Sergels Torg, der auf zwei Ebenen gelagerte Hauptplatz in der City von Stockholm, war gerammelt voll von großteils jungen Menschen. Der Grund war allerdings kein fröhlicher. Einer der Söhne Stockholms, DJ Avicii, war am Vortag, dem 20.April 2018, in seinem Urlaubsort Oman tot aufgefunden worden. Tim Bergling, so sein tatsächlicher Name, brachte Millionen von Musikfans mit seinen Hits „Levels“, „Wake me Up“ und „Hey Brother“ zum Tanzen und erfüllte die Herzen seiner Fans mit Freude, Euphorie und Lebenslust. Seine Popularität hat der an sich introvertierte Künstler aber selbst nie verkraftet.

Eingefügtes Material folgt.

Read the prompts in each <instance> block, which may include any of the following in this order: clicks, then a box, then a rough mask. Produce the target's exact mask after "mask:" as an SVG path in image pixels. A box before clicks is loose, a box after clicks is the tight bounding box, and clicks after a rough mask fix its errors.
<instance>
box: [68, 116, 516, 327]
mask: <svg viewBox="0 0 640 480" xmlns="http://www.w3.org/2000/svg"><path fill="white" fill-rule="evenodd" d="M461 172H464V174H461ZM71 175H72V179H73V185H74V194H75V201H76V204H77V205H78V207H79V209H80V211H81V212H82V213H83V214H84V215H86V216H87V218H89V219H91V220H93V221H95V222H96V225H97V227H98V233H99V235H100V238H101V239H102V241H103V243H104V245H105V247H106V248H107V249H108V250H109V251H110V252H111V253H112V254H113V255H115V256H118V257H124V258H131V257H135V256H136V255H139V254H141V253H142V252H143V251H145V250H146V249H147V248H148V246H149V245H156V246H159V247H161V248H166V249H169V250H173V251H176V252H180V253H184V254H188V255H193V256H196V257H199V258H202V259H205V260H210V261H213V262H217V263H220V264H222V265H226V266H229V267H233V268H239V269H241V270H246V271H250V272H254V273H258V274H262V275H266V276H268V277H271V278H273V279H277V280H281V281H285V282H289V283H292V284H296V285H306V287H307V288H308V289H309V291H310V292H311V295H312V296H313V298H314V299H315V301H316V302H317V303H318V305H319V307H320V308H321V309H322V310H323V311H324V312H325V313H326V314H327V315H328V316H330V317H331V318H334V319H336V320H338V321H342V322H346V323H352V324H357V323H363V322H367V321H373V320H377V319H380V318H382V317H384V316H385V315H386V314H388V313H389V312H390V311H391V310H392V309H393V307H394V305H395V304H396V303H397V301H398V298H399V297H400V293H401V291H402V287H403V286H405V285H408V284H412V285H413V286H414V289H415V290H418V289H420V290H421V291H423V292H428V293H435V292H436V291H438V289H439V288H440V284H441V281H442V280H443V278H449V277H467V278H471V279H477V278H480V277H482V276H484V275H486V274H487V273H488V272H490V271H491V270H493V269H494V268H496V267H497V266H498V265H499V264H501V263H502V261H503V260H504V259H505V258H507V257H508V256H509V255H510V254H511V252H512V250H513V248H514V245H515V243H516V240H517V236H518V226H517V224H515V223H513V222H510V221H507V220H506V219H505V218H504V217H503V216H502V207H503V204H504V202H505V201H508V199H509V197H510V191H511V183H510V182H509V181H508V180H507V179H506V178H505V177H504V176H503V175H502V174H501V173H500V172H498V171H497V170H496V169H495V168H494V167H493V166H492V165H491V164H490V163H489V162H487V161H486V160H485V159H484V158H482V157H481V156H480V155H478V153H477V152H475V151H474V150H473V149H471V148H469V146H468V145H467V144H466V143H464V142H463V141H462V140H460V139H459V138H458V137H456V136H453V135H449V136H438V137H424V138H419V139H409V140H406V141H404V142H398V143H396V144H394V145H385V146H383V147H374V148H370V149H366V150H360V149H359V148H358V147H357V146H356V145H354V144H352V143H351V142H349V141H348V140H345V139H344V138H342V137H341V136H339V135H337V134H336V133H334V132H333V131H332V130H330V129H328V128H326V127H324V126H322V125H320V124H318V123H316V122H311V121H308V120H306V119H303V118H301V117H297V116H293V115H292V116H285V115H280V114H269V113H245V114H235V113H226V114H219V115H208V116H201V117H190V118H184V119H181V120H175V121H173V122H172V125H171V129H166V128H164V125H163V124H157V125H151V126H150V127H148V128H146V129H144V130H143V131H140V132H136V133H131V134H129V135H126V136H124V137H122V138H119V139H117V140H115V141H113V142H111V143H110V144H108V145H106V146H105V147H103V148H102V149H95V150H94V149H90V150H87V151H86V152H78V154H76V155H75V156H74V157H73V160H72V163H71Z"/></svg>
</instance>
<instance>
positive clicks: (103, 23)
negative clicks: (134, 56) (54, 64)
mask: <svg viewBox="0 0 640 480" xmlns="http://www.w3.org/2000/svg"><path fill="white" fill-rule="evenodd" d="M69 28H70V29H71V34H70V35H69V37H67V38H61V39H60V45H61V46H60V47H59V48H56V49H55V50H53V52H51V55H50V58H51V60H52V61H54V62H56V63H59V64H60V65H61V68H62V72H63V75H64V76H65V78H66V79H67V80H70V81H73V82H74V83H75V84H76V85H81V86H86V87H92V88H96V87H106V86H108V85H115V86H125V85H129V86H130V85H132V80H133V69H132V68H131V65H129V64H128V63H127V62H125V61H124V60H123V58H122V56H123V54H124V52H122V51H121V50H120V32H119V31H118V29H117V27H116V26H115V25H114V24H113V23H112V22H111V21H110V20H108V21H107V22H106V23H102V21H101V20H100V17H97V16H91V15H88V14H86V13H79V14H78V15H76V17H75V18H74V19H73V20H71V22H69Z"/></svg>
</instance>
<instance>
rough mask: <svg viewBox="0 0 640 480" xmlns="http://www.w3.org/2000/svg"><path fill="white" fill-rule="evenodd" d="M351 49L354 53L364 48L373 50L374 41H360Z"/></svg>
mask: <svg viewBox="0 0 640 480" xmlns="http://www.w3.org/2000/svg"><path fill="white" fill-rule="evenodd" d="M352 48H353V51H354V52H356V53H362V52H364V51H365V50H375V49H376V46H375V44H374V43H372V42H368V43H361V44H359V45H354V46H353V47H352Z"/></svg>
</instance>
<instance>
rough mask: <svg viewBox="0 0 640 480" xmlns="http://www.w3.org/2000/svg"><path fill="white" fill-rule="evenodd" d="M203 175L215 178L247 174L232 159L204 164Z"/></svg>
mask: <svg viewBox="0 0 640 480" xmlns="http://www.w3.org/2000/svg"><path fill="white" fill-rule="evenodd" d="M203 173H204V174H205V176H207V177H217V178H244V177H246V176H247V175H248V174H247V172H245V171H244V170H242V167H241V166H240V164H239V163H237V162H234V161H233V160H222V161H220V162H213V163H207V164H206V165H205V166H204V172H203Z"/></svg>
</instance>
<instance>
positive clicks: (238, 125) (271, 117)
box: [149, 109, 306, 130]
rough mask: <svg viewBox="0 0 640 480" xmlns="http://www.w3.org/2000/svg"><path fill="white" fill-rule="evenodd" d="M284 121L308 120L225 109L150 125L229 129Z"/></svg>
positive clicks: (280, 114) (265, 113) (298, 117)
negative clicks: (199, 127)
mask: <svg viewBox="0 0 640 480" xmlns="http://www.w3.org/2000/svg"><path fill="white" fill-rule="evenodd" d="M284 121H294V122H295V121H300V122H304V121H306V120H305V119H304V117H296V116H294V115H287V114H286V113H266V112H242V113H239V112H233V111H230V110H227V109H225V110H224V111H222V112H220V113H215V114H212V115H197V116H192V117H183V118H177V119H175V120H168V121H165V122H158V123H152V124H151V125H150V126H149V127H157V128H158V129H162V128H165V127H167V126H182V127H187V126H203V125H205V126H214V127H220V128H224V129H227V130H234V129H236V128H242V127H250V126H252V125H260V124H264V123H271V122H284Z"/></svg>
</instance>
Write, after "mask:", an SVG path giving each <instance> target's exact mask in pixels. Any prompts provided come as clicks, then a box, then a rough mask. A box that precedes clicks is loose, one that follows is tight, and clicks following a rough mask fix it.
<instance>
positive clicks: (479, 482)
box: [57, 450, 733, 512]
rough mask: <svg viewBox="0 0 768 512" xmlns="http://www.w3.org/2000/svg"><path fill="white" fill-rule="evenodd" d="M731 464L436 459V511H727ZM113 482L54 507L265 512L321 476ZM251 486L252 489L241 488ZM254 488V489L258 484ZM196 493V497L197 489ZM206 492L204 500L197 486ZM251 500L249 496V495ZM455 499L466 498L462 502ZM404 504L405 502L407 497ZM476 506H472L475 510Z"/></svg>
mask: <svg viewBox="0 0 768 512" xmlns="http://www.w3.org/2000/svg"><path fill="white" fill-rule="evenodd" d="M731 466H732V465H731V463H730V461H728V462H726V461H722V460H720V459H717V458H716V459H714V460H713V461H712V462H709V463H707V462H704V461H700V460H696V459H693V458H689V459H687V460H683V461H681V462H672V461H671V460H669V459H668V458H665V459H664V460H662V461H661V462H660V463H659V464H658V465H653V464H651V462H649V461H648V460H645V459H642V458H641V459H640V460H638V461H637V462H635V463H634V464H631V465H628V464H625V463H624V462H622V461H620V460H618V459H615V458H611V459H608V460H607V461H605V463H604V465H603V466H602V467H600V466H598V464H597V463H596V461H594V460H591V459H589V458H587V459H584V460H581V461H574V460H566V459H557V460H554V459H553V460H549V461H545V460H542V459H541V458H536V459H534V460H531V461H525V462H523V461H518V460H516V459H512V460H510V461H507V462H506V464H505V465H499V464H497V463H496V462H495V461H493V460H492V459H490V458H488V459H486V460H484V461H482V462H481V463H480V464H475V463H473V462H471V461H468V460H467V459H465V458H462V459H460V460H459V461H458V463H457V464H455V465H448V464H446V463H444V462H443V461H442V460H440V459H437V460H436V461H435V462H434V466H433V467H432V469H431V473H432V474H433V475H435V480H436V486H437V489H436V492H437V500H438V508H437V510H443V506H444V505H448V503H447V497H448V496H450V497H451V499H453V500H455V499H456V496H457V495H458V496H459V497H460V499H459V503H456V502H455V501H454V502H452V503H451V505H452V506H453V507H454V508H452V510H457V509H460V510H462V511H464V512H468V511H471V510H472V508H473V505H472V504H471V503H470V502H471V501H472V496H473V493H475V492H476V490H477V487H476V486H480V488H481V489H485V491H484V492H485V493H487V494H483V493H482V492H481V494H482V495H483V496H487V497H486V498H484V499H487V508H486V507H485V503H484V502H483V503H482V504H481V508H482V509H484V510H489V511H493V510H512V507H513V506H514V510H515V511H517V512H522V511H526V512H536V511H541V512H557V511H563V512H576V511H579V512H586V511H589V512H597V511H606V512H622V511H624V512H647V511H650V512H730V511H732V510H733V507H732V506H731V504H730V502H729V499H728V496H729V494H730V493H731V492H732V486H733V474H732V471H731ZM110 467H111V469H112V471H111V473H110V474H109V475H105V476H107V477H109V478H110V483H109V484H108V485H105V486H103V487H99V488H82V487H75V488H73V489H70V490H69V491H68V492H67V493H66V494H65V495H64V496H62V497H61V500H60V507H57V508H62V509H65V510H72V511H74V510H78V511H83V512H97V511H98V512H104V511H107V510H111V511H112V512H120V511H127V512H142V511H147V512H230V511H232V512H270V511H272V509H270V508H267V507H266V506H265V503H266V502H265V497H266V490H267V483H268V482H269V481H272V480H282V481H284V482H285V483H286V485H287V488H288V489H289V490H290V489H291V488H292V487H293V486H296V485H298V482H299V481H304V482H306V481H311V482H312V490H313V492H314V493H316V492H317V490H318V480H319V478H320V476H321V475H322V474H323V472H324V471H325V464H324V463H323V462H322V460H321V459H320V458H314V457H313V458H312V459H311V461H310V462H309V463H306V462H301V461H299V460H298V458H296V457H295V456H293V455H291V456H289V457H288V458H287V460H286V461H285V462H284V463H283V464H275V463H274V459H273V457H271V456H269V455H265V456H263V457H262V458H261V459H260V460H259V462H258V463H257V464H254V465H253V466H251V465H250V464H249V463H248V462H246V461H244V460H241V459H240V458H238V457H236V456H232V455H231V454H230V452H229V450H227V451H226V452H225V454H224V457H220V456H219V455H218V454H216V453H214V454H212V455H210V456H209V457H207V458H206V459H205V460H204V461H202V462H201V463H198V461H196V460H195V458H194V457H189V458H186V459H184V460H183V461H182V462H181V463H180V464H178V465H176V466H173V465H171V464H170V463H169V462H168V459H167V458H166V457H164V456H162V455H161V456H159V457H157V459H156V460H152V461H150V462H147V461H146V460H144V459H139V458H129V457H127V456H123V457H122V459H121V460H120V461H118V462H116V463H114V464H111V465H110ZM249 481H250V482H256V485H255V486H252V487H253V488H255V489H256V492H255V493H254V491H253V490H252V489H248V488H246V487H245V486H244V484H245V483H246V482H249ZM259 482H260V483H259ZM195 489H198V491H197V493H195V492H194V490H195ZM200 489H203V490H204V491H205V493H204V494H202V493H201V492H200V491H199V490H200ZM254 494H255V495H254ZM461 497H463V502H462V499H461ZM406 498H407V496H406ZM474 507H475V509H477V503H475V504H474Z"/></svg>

Ein Avicii-Museum ist derzeit in Planung, der gigantische Ericsson Globe im Süden Stockholms wurde nach dem Dance-Produzenten umbenannt, in Avicii Arena.

 

Gamla Stan

 

Stockholm ist eine moderne, pulsierende Stadt mit über 975.000 Einwohnern, die sich über 14 Inseln erstreckt und aufgrund seiner 57 Brücken auch als „Venedig des Nordens“ bezeichnet wird. Der älteste Teil der schwedischen Hauptstadt befindet sich auf der zentralen Insel Stadsholmen und nennt sich „Gamla Stan“. Erste Ansiedlungen bereits um 1250 unter dem Gründer Birger Jarl dienten dazu, den Mälarsee vor Piratenplünderungen zu schützen. Enge Gassen, pittoreske Häuser mit hohen Giebeln und mittelalterliche Plätze zeichnen dieses urtümliche Areal Stockholms aus. Seit 1965 steht Gamla Stan unter Denkmalschutz.

 

Greta Thunberg vor dem Reichstag

 

Seit 1643 ist Stockholm die Residenz des Königs, seit 1976 Carl Gustav und damit der am längsten dienende Monarch der Geschichte. Thronfolgerin ist seine älteste Tochter Victoria. Das königliche Schloss befindet sich in unmittelbarer Nähe des schwedischen Reichstags. Dort wo im August 2018 der Stern einer jungen Stockholmerin aufgegangen ist. Die damals 15jährige Greta Thunberg demonstrierte aus Anlass der extremen Dürre- und Hitzewelle Europas mit ihrem Schild „Skolstrejk for klimatet“ („Schulstreik für das Klima“) gegen die Zerstörung des Klimas. Zuerst drei Wochen ununterbrochen, dann jeweils Freitags, die Initialzündung für die weltweite Klimabewegung „Fridays for Future“.

 

Rathaus

 

Gegenüber dem schwedischen Parlament liegt am nördlichen Ufer des Norrström Rosenbad, der Sitz des Ministerpräsidenten und der Regierung. Das zwischen 1911 und 1923 im Stil der schwedischen Nationalromantik erbaute Stadshuset (Rathaus) mit seinem 106 Meter hohen Turm dagegen befindet sich auf der westlich gelegenen Insel Kungsholmen. Dort tagen Stadtregierung (Bürgermeisterin: Anna König Jerlmyr von der Moderaten Sammlungspartei) und Stadtparlament. Außerdem ist das Rathaus Austragungsort des jährlichen Nobelpreis-Banketts.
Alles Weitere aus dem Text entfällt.